Bulldog's and my personal investment strategy is to earn a good risk-
adjusted rate of return.

      Phillip Goldstein (born 1945) - Managing Member of Bulldog Investors,
      LLC (and its predecessor), an SEC-registered investment adviser that
      serves as the investment adviser to, among other clients, the Bulldog
      Investors group of private investment funds and Special Opportunities
      Fund, Inc., a registered closed-end investment company; Principal of
      the general partner of several private investment partnerships in the
      Bulldog Investors group of private funds; Chairman of the Mexico Equity
      & Income Fund, Inc.; Secretary and Chairman of Special Opportunities
      Fund, Inc.; Director of MVC Capital, Inc.; Director of Brookfield DTLA
      Fund Office Trust Investor; Secretary, Chairman, and member of the
      Transitional Investment Committee of High Income Securities Fund
      (f/k/a Putnam High Income Securities Fund); Director of The Swiss
      Helvetia Fund, Inc; Trustee of Crossroads Liquidating Trust; Chairman
      of Emergent Capital, Inc. (until 2017).

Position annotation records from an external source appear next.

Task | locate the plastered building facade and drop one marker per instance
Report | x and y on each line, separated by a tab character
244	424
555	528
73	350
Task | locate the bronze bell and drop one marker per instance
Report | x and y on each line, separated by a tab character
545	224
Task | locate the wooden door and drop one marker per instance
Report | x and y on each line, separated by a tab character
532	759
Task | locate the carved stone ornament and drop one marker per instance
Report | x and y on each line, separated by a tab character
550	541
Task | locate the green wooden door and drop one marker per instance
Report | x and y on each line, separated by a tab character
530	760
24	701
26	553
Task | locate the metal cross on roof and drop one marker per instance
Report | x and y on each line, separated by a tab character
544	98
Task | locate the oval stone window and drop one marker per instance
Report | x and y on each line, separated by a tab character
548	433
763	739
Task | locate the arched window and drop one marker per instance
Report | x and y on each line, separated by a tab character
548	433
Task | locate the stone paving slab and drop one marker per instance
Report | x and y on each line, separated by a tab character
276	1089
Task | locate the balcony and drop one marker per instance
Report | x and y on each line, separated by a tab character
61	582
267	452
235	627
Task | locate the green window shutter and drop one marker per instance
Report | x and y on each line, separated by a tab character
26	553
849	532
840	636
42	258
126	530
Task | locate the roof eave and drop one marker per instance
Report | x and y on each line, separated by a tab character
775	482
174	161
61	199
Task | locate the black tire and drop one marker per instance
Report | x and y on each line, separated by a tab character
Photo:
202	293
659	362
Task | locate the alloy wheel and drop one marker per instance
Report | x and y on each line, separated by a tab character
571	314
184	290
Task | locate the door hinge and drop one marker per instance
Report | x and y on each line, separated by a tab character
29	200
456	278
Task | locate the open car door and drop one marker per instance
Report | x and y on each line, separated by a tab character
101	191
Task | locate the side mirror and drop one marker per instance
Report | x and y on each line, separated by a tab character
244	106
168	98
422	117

      Andrew Dakos (born 1966) - Managing Member of Bulldog Investors, LLC,
      an SEC-registered investment adviser that serves as the investment
      adviser to, among other clients, the Bulldog Investors group of private
      investment funds and Special Opportunities Fund, Inc., a registered
      closed-end investment company; Principal of the general partner of
      several private investment partnerships in the Bulldog Investors group
      of private funds; President and Director of Special Opportunities Fund;
      President and Chairman of The Swiss Helvetia Fund, Inc; President,
      Trustee and member of the Transitional Investment Committee of High
      Income Securities Fund (f/k/a Putnam High Income Securities Fund);
      Director of Brookfield DTLA Fund Office Trust Investor, Inc.; Trustee
      of Crossroads Liquidating Trust; Director of Emergent Capital, Inc.
      (until 2017); Director of the Mexico Equity & Income Fund (until 2015).

      Rajeev Das (born 1968) - Principal of the general partner of several
      private investment partnerships in the Bulldog Investors group of
      private investment funds; Head Trader of Bulldog Investors, LLC, an
      SEC-registered investment adviser that serves as the investment adviser
      to, among other clients, the Bulldog investors group of private
      investment funds and Special Opportunities Fund, Inc., a registered
      closed-end investment company; Director and Chairman of the Audit
      Committee of the Mexico Equity & Income Fund; Trustee and member of
      the Transitional Investment Committee of High Income Securities Fund
      (f/k/a Putnam High Income Securities Fund); Vice President of Special
      Opportunities Fund, Inc.; Secretary of The Swiss Helvetia Fund, Inc.

The non-binding proposal I intend to present is as follows:

      The Board should amend the bylaws to provide that in a contested
      election, a majority of the votes cast in the election of directors
      shall be required to elect a director. The purpose of this proposal
      is to minimize the possibility of having a failed election and holdover
      directors.

None of the actions mentioned in Section 5(a)(iii)(C) or (D) of Article II
are applicable and Sections 5(a)(v) and (vi) are not applicable. Bulldog
Investors, LLC, an investment adviser of which I am a Managing Member, and
its affiliated persons beneficially own a total of approximately 6.75% of
the Fund's shares.

Please advise me as soon as possible if you have any questions or concerns.
Thank you for your prompt attention to this matter.